Can you hear me now?

In another sign of the institutional apocalypse, yesterday I heard this story from a faculty member in the sciences:
I called [Professor Bob Z] today and got the message that his phone had been disconnected. So I called the department office to ask what his new number was. And the department admin told me that many of the faculty phones in HArCS* had been disconnected to save money. (The science prof widens her eyes and drops her jaw in disbelief.) So I asked how I could reach him. And she says, "His office is just down the hall. I could stick my head into the hallway and call his name, and if he's here, he'll hear me."
Pro-fes-sion-al.

So I tweeted this, and the news was soon confirmed via Twitter by a colleague in a humanities department, who wrote (sarcastically), "Yup. it's true. thank goodness twitter is free. we're all moving to twitter."

No phones in faculty offices. (Safety first! It's especially funny because on Thursday the campus tested the "Warn Me" emergency system by leaving--you guessed it--voicemail messages on all campus phones.) So here's the next question: If you're faculty, would you give your cell number to your students? (Especially knowing that there are many places on campus that still don't get cell service, especially the ubiquitous tin-can "temporary" buildings from the 60s?)

Next up: Pay-per-e-mail internet service, à la 1994?

*Humanities, Arts, and Cultural Studies

3 comments:

Inside the Philosophy Factory said...

Dang -- talk about disrespect for the humanities....

No, I would not give my students my cell phone number.

I would give them the number of the Dean's office -- or whomever made that bonehead move. I'd tell my students the can snail mail me or e-mail me -- or call the idiot who decided we don't need phones. If I give them my cell number I'm now paying for the service the university should be providing -- an office phone.

My cell phone is for my own convenience. That's why I pay the bill.

I also wouldn't answer administration phone calls on my home or cell phone -- they don't want to pay to provide me with a phone number, to them I don't have one. I might even change my number(s) and not give them the new ones.

Laura said...

O.M.G. It does not get more short-sighted than that. It's like the Dilbert comics where they decide everyone has to wear a shoe size smaller to save wear and tear on the carpet.

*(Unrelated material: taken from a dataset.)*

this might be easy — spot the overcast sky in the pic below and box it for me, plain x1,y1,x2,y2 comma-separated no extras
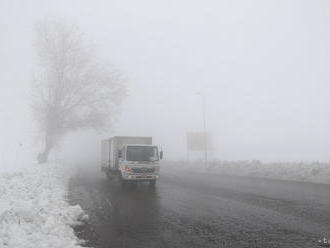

Here's the thing. At our school, people complain when people use services outside the school, forward email to gmail for example, but then start to freak out when people start using something the school provides and want a service to be say, reliable. Can't have it both ways.

grumpyabdadjunct said...

Give students my cell number? Hell no, why not just give them my home address while we're at it?

Gawd, that is just unbelievable. Wow.